Is global climate change a real phenomenon or just politicized hype? Yes. Yes, it is real, and no scientist in the world can really say otherwise in good conscience. Is global climate change due to human activity? Maybe, maybe not. Most of the evidence seems to point towards human activity being a big factor, but there's admittedly some small room for debate.

So if we're not even sure we're the problem, should we bother to care? Yes, absolutely we should. Think of it like a little miniature Pascal's wager. Suppose climate change isn't anthropogenic. If we do nothing, it carries on unabated. K. If we do something about it, it still just does its thing, and we wasted a little time. Not so bad either way. But now suppose climate change isn't anthropogenic. If we do something about it, maybe the situation gets better, maybe it stays the same. If we don't do anything about it, we (and much of the planet) are screwed.

So to all to all the global warming naysayers, what if you're wrong? Are you willing to run that risk? This is a case where taking action IS playing it safe. Also, the fact that climate change is made into a political issue is completely ridiculous. The environment isn't a liberal issue or a conservative issue, it's a people-who-live-on-Earth issue.
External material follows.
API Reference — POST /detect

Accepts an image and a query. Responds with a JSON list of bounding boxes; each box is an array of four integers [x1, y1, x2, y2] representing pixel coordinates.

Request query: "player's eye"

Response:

I'd be very interested to know who funded this film...


----------



## Kyle Barry (Feb 5, 2010)

Yeah, environmental paranoia has never caused anything bad to happen...

Other than being taxed to death, things like this, leading to the death of tens of millions of people, can happen, and has.
http://www.acsh.org/healthissues/newsID.442/healthissue_detail.asp

Saying we should just act because there's a chance is ridiculous, and unscientific. We should have the debate, see the truth, and act accordingly. It turns into a political issue, when, if you've seen the climategate scandal, people use the "science" to push their agenda.


----------



## Cride5 (Feb 5, 2010)

Lux Aeterna said:


> If we do something about it, it still just does its thing, and we wasted a little time. Not so bad either way.
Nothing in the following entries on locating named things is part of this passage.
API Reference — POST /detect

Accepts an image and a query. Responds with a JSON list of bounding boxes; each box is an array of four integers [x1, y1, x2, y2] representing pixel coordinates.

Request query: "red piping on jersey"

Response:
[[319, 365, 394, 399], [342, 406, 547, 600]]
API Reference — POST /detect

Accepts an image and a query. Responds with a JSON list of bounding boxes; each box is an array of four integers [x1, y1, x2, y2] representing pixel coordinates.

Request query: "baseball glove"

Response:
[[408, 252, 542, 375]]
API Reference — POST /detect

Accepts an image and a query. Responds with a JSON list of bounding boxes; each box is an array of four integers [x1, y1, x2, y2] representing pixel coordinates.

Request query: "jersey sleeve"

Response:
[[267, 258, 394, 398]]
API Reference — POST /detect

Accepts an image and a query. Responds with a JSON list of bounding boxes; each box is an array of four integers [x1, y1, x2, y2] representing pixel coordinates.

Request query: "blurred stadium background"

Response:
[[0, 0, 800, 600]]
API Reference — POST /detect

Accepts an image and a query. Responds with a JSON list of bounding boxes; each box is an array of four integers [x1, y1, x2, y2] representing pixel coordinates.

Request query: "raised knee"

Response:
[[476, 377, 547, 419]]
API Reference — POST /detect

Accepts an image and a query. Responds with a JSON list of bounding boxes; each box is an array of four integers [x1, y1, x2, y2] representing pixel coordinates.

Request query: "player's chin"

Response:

Is 'wasting a little time' the only negative consequence of mis-informed climate policy you can think of?



Lux Aeterna said:


> If we don't do anything about it, we (and much of the planet) are screwed.



And where did you learn that?


----------



## Chillum (Feb 5, 2010)

Hands up who thinks pumping millions of tons of crap into the atmosphere is actually a _good_ thing?


----------



## Zubon (Feb 5, 2010)

Climate change deniers are just like people who reject evolution. There is an overwhelming amount of peer-reviewed evidence and an overwhelming amount of weak criticism of the evidence with illogical foundations.

The problem lies fundamentally with the scientific method. Science is not about proving a point. Scientists are very bad debaters. The best part about the scientific method is self-skepticism. Most academic papers contain a section stating known problems and weaknesses in the theory. Experiments are all done with statistics and scientists are quick to state to what statistical confidence their conclusions are known to be.

This environment enables over-spoken nuts who don't know the science, to have a big influence.

So, if climate change is a big well planned scam, why is there a scientific consensus around the world in many cultures? Why do the bulk of researchers agree with it?

People are quick to say things like "this PhD research says climate change is not true and he is smart". The scientists in this documentary were either duped into appearing and had their words twisted or are on the fringe of the scientific community.

This is just like people who deny evolution (a large part of the American population), they will always find some 'academic' who will say evolution is incorrect, falsely hinting that there is some sort of 'controversy'.


----------



## Gollum999 (Feb 5, 2010)

Here's the problem: Once someone comes up with a theory, (i.e. manmade global warming,) scientists start looking at other data and saying "Oh, yeah, that supports this theory!" and automatically assume that the original theory was correct. They get a bunch of evidence that _seems_ to support their theory, and yet they don't consider other possibilities.

Remember back before Louis Pasteur? People thought that all of the insects, bacteria, etc. in their rotting meat was actually being created _from_ the meat. They even did "experiments" that seemed to further prove their theory.
Then, of course, Pasteur came along and proved them all wrong.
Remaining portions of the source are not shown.